Reusing dataset conll2003 (C:\Users\Bernard\.cache\huggingface\datasets\conll2003\conll2003\1.0.0\40e7cb6bcc374f7c349c83acd1e9352a4f09474eb691f64f364ee62eb65d0ca6)


In [4]:
label_list = all_data.features[f"{task}_tags"].feature.names
label_list

['O', 'B-PER', 'I-PER', 'B-ORG', 'I-ORG', 'B-LOC', 'I-LOC', 'B-MISC', 'I-MISC']

### Processing the data

In [5]:
from transformers import AutoTokenizer
    
tokenizer = AutoTokenizer.from_pretrained(model_checkpoint)

In [6]:
label_all_tokens = True

def tokenize_and_align_labels(examples):
    tokenized_inputs = tokenizer(examples["tokens"], truncation=True, is_split_into_words=True)

    labels = []
    for i, label in enumerate(examples[f"{task}_tags"]):
        word_ids = tokenized_inputs.word_ids(batch_index=i)
        previous_word_idx = None
        label_ids = []
        for word_idx in word_ids:
            # Special tokens have a word id that is None.
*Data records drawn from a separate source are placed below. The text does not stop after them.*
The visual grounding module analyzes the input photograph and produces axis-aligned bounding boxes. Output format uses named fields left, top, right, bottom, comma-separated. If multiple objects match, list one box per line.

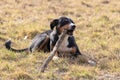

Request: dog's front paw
left=53, top=56, right=59, bottom=61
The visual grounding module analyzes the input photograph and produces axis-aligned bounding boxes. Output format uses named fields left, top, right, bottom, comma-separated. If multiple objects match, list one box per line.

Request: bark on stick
left=40, top=30, right=67, bottom=72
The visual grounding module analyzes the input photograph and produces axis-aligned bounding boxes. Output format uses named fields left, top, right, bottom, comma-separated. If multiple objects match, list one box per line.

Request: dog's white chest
left=58, top=35, right=69, bottom=51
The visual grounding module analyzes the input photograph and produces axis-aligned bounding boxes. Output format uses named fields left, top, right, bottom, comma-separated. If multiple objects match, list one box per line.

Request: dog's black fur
left=5, top=17, right=82, bottom=57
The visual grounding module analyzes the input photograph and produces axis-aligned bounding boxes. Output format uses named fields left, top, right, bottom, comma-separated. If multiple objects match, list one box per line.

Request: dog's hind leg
left=28, top=34, right=48, bottom=52
left=37, top=35, right=50, bottom=52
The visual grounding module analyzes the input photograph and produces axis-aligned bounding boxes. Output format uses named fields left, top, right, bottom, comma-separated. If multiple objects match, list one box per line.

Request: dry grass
left=0, top=0, right=120, bottom=79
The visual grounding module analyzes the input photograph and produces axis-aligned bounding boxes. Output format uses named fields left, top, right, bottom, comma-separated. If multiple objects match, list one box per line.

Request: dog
left=5, top=17, right=80, bottom=55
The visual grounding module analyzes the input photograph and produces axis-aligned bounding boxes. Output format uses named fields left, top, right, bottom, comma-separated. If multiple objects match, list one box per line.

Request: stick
left=40, top=30, right=67, bottom=72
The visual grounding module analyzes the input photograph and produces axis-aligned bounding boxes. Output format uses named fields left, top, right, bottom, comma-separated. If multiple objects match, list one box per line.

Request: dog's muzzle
left=67, top=23, right=76, bottom=35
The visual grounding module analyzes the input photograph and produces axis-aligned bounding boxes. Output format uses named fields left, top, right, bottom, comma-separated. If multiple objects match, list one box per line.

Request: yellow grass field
left=0, top=0, right=120, bottom=80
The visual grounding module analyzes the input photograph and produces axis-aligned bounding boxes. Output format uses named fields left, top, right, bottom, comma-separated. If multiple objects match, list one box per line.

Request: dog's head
left=50, top=17, right=76, bottom=35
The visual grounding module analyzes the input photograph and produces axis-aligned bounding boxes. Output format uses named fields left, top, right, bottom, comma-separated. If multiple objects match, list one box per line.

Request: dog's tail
left=5, top=40, right=28, bottom=52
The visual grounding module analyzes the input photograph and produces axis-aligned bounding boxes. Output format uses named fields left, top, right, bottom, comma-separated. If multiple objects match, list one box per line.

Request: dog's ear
left=50, top=19, right=59, bottom=30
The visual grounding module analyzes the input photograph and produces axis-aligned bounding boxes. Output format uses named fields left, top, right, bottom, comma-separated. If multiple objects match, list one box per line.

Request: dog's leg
left=37, top=36, right=50, bottom=52
left=29, top=34, right=48, bottom=52
left=57, top=47, right=76, bottom=53
left=67, top=36, right=96, bottom=65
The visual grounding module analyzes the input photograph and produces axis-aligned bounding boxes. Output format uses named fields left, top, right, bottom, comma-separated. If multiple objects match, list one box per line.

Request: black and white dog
left=5, top=17, right=81, bottom=56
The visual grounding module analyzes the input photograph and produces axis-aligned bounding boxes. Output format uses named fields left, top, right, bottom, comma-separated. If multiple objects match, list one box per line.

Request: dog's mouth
left=67, top=23, right=76, bottom=35
left=67, top=30, right=74, bottom=35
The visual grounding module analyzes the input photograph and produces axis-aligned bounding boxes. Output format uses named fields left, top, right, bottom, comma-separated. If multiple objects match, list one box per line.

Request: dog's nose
left=69, top=23, right=76, bottom=30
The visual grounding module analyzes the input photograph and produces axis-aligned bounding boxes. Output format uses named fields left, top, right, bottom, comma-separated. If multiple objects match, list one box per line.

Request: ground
left=0, top=0, right=120, bottom=80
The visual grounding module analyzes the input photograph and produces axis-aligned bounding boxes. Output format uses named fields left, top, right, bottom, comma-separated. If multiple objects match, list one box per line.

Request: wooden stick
left=40, top=30, right=67, bottom=72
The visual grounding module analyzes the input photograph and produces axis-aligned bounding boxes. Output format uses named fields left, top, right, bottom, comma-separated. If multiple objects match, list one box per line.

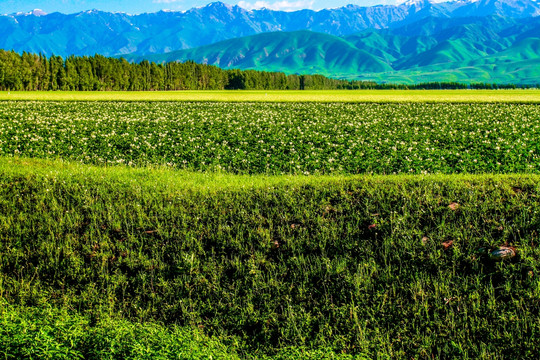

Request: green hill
left=127, top=16, right=540, bottom=84
left=135, top=31, right=393, bottom=77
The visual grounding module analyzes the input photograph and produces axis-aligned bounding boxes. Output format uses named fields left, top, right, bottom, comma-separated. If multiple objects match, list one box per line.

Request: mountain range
left=2, top=0, right=539, bottom=57
left=1, top=0, right=539, bottom=84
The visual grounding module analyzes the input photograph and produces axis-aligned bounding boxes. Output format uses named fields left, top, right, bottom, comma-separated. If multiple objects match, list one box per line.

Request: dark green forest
left=0, top=50, right=531, bottom=91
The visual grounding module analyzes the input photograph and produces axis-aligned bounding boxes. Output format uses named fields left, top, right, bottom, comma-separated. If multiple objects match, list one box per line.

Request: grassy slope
left=1, top=89, right=540, bottom=102
left=355, top=58, right=540, bottom=85
left=2, top=157, right=540, bottom=358
left=135, top=31, right=394, bottom=76
left=125, top=20, right=540, bottom=84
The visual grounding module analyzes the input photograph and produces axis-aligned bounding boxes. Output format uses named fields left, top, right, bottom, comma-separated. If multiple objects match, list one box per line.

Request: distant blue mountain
left=0, top=0, right=539, bottom=57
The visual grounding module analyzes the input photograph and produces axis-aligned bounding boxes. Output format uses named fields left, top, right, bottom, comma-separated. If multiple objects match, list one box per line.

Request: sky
left=0, top=0, right=403, bottom=14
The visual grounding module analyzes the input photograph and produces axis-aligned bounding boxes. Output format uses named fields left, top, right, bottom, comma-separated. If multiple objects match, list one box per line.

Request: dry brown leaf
left=448, top=202, right=460, bottom=211
left=442, top=239, right=454, bottom=250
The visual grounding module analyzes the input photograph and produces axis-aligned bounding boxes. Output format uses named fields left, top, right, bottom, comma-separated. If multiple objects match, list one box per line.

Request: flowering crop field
left=1, top=101, right=539, bottom=174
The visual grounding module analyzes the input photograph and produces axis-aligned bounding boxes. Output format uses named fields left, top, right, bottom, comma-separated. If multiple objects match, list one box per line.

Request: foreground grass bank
left=1, top=157, right=540, bottom=358
left=0, top=89, right=540, bottom=103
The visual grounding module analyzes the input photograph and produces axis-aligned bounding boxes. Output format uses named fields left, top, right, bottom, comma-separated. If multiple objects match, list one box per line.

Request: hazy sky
left=0, top=0, right=403, bottom=14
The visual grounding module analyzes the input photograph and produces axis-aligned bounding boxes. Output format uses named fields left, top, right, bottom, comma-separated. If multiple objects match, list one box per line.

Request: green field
left=2, top=92, right=540, bottom=359
left=1, top=101, right=540, bottom=174
left=1, top=89, right=540, bottom=103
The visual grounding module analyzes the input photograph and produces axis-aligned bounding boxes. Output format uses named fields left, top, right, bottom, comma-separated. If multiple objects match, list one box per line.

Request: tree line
left=0, top=50, right=536, bottom=91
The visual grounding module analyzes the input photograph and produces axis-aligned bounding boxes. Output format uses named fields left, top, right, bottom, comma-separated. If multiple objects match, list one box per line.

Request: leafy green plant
left=0, top=301, right=238, bottom=359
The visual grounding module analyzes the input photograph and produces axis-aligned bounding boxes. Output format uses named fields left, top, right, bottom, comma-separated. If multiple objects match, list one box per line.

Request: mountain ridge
left=1, top=0, right=539, bottom=57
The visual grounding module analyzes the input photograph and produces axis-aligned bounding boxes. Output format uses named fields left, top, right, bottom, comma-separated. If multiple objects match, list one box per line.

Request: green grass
left=1, top=302, right=363, bottom=360
left=3, top=96, right=540, bottom=358
left=0, top=89, right=540, bottom=103
left=2, top=157, right=540, bottom=358
left=1, top=101, right=540, bottom=174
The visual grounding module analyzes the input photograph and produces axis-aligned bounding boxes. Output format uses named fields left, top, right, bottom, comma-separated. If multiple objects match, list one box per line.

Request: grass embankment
left=0, top=89, right=540, bottom=103
left=1, top=157, right=540, bottom=358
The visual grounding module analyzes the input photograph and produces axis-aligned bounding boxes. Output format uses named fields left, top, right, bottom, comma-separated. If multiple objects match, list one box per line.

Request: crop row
left=1, top=101, right=539, bottom=174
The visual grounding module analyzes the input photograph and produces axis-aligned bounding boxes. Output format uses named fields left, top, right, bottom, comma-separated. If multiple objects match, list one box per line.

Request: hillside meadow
left=1, top=91, right=540, bottom=359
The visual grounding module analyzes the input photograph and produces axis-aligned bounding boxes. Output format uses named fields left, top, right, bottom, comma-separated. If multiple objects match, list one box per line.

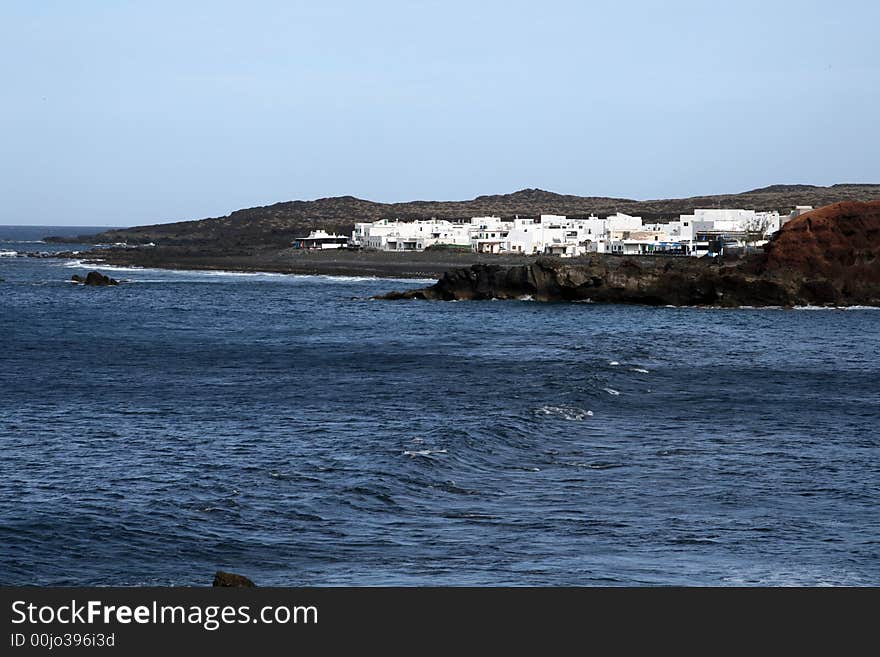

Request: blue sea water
left=1, top=226, right=879, bottom=586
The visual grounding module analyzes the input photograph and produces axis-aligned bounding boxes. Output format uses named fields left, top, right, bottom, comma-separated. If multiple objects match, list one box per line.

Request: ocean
left=1, top=226, right=878, bottom=586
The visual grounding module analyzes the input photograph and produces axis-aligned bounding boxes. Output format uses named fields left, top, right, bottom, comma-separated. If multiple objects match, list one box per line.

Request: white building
left=470, top=216, right=514, bottom=254
left=605, top=212, right=643, bottom=232
left=352, top=219, right=470, bottom=251
left=293, top=230, right=349, bottom=250
left=505, top=217, right=542, bottom=254
left=482, top=213, right=637, bottom=258
left=501, top=215, right=601, bottom=257
left=785, top=205, right=813, bottom=226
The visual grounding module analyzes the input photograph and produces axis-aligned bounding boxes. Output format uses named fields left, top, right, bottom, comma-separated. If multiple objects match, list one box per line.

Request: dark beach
left=71, top=245, right=545, bottom=279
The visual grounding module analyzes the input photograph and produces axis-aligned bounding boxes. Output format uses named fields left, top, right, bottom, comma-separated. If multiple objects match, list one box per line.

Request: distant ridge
left=744, top=184, right=823, bottom=194
left=51, top=183, right=880, bottom=251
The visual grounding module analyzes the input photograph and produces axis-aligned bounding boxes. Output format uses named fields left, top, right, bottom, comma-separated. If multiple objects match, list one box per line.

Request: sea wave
left=793, top=305, right=880, bottom=311
left=57, top=260, right=432, bottom=283
left=533, top=405, right=593, bottom=421
left=0, top=250, right=19, bottom=257
left=673, top=303, right=879, bottom=311
left=403, top=449, right=448, bottom=458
We set the label to -100 so they are automatically
            # ignored in the loss function.
            if word_idx is None:
                label_ids.append(-100)
            # We set the label for the first token of each word.
            elif word_idx != previous_word_idx:
                label_ids.append(label[word_idx])
            # For the other tokens in a word, we set the label to either the current label or -100, depending on
            # the label_all_tokens flag.
            else:
                label_ids.append(label[word_idx] if label_all_tokens else -100)
            previous_word_idx = word_idx

        labels.append(label_ids)

    tokenized_inputs["labels"] = labels
    return tokenized_inputs

In [7]:
tokenized_dataset = all_data.map(tokenize_and_align_labels, batched=True)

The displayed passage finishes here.